Das Konzept der Zeitreise bringt natürlich auch für Religionen Gefahren mit sich, etwa wenn man überprüfen kann, ob es Jesus wirklich gab, wie alt die Welt ist oder ob ein paar kleine Änderungen hie und da alles zum Guten wenden können. Achim Stößer verwendet dabei nicht nur einfache Zeitreisen oder alternative Zeitlinien (All die Irrgærten, Eizeit, Maulkörbe, I.N.R.I. Robot), sondern auch Chronofotografie und Chronopsie gehört für mich hier zu den Highlights der Sammlung.
Der Faktencheck der Wissenschaft trifft auf Fanatiker und Achim Stößer schlägt sich klar auf die Seite der Wissenschaft.
Einige Geschichten thematisieren Religionskritik sehr zentral (Fußstapfen, Mimikry, Buchhandlungen, Das Mal). Leider gelingt es dem Autor nicht immer, seine Gedanken hierzu organisch in die Handlung einfließen zu lassen, manchmal ist der Plot nur ein dünnes Mäntelchen für die Autorenmeinung. Vielleicht wäre es sogar besser gewesen, entsprechende Essays als tiefergehende Ergänzung anstelle solcher Storys zu implementieren.
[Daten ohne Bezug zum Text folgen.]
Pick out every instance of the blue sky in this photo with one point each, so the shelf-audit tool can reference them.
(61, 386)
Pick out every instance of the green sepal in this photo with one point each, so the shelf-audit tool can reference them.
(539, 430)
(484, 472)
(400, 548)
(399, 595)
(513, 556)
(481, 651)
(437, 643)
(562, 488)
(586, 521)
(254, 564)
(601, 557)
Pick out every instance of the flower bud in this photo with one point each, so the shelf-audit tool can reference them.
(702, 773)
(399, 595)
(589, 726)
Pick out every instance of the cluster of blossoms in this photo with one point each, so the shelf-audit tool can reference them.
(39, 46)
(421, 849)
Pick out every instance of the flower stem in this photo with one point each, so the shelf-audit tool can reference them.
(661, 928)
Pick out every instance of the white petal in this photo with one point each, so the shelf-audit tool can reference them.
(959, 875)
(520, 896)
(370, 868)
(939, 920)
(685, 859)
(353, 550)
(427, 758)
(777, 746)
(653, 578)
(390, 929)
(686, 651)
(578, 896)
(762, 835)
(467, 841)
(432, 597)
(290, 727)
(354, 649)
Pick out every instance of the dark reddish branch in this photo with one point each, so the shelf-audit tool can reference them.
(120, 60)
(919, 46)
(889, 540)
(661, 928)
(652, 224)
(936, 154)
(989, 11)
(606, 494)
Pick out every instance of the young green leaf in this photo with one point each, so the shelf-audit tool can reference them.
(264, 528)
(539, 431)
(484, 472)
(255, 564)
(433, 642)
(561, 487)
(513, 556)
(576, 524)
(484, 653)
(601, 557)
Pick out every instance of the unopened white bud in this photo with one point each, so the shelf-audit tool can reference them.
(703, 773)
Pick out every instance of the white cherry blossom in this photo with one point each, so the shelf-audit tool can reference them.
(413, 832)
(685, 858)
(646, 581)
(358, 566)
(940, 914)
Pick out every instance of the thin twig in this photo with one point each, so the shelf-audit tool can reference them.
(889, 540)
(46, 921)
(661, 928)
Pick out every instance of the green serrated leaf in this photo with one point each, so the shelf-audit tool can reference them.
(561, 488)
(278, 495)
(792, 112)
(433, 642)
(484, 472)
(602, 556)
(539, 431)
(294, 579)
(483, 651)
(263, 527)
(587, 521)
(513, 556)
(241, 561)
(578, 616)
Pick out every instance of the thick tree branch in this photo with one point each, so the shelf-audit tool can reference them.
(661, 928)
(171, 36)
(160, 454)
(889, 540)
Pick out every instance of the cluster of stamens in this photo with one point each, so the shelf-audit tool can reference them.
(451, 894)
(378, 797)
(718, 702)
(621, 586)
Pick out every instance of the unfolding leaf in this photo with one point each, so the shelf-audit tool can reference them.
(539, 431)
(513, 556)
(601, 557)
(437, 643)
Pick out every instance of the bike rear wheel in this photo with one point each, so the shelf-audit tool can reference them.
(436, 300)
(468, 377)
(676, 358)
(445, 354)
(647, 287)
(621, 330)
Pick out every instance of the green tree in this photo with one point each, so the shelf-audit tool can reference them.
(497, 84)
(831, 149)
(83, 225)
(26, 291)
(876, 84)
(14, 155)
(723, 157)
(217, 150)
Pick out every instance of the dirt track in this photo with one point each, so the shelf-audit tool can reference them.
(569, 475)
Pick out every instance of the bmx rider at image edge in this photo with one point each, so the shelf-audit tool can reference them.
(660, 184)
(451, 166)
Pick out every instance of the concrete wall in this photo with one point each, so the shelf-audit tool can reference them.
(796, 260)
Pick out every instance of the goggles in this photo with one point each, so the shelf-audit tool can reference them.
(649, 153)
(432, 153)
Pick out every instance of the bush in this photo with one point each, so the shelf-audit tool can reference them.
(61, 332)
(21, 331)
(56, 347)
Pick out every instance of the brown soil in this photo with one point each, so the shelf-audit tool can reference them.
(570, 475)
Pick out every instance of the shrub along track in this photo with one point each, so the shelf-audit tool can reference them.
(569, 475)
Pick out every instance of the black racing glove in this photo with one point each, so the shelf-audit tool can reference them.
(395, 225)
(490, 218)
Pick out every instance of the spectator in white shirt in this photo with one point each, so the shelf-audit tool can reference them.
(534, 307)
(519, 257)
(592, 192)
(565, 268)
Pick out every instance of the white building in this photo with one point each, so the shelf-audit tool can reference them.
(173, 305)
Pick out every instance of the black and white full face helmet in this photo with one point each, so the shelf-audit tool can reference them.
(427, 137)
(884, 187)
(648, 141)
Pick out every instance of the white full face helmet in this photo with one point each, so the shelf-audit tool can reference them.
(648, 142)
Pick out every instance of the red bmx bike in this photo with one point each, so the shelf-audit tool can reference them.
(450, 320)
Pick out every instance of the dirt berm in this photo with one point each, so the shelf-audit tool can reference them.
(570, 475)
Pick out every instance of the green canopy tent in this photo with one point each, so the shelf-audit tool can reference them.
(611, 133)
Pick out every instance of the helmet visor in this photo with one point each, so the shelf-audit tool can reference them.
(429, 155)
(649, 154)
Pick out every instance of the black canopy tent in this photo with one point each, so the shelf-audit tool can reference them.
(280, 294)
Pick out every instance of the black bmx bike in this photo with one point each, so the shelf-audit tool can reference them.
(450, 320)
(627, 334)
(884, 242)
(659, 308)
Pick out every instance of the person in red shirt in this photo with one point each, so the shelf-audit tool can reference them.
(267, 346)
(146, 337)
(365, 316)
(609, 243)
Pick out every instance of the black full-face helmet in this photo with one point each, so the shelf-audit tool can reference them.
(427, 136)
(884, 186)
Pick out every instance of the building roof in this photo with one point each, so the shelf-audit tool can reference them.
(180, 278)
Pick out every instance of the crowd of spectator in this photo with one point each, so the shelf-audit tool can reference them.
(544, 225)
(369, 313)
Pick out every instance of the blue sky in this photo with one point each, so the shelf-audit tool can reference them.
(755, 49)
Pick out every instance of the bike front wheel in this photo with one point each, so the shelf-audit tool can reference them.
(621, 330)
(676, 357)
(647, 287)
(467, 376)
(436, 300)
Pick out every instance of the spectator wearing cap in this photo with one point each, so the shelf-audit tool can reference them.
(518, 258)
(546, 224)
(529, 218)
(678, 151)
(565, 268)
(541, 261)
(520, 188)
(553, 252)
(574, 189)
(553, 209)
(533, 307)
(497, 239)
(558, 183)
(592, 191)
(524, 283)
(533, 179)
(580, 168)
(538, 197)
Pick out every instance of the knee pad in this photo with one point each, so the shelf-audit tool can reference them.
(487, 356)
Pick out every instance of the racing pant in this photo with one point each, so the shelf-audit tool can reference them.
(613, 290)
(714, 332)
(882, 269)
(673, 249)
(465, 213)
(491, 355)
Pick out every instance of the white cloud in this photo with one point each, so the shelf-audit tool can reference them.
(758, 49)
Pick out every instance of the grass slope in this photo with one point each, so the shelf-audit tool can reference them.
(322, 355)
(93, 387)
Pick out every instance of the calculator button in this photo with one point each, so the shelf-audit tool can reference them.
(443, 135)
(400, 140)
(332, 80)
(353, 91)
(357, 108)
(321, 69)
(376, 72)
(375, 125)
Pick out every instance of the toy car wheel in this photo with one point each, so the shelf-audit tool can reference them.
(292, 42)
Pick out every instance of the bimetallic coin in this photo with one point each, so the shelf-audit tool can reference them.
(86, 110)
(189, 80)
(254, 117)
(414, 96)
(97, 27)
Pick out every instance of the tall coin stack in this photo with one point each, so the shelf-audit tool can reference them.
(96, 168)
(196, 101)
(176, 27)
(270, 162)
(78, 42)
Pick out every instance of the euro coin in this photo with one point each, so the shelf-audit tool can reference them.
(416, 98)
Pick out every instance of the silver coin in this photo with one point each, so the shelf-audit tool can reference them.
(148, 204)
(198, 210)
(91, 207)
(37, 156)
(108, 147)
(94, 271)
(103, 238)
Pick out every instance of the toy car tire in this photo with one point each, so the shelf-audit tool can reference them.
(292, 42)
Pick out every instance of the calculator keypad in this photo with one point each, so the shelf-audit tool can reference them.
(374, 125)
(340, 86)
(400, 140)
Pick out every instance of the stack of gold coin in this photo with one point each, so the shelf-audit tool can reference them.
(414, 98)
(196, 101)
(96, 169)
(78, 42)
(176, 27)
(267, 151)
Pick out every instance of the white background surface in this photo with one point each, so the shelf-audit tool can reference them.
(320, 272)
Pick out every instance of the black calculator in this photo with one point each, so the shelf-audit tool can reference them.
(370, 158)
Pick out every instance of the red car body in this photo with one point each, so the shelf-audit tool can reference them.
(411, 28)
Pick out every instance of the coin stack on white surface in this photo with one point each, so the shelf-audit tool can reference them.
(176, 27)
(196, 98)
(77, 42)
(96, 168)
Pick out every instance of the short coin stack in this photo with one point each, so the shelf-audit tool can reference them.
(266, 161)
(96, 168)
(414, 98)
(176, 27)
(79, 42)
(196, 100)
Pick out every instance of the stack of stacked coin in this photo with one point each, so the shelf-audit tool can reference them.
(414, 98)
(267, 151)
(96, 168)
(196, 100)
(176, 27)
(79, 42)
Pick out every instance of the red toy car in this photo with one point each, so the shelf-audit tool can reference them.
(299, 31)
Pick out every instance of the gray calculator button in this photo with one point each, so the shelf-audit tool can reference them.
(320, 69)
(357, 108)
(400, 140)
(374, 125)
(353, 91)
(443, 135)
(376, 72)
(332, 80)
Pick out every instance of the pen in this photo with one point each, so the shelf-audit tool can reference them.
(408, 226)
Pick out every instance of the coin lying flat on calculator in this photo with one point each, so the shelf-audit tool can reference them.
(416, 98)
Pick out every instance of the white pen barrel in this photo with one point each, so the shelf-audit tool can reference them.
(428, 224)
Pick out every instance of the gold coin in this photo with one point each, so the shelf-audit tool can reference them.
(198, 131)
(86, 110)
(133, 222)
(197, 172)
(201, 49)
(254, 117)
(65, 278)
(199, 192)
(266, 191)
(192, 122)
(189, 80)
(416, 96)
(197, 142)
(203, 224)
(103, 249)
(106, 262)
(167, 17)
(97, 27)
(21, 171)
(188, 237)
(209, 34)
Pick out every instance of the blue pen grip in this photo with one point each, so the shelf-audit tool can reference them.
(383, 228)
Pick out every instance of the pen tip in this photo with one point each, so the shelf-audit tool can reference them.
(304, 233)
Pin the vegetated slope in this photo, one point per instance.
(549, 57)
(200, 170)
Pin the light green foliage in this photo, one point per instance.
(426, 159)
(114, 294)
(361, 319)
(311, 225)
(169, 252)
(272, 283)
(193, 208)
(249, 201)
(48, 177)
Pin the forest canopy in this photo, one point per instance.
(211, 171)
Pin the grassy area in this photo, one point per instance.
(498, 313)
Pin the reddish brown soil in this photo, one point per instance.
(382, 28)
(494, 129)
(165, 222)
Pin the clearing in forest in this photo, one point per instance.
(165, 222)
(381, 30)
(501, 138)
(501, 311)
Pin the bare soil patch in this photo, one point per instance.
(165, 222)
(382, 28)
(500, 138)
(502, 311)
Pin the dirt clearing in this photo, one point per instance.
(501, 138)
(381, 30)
Eine Ausnahme bildet hier das schon ältere Veni, vidi, das ich für die gelungenste Verbindung von eindringlicher Figurenentwicklung und Betrachtung religiöser Alltäglichkeiten in der Sammlung halte.
Den Abschluss der Sammlung bildet das großartige Bethlehem aus der Anthologie Am Anfang war das Bild. Die Bibelgeschichte als Serienguide zu einer SF-Serie liest sich nicht nur vergnüglich mit den Filmfehlern und Trivia-Blöcken, sie ist auch eine schönere Auflockerung der sonst eher klassisch gehaltenen Texte, wenn man vom Limerick-Mehrteiler Da Vincis Zeitmaschine einmal absieht.
Das wesentliche Problem der Sammlung ist für mich, dass die Konzentration auf ein Thema zu inhaltlichen Wiederholungen führt. Hier hätte man vielleicht pro Komplex die Anzahl begrenzen sollen und ein paar schwächere Texte weglassen sollen. Des Weiteren hätte man auf Texte verzichten sollen, die das Religionsproblem mehr erläutern als eine Geschichte zu erzählen.
Als sehr unangenehm empfand ich die einseitige Darstellung christlicher Priester, die allesamt Missbrauchstäter sind. Es ist wichtig, diese Verbrechen zu thematisieren. Der Figurendarstellung bekommt diese simple Reduzierung jedoch nicht.
So bleibt nach der Lektüre ein durchwachsener Eindruck. Gute Geschichten stehen neben aufklärerischen Texten und nehmen sich so in meinen Augen gegenseitig die Wirkung.
Das Titelbild von Klaus Brandt bezieht sich auf keine konkrete Story, passt aber durchaus zu den im Buch vorkommenden Alieninvasionen.
Editorisch ist anzumerken, dass meine Ausgabe eine Textwiederholung beim Wechsel von Geschichte zwei zu drei hat, vermutlich ungewollt.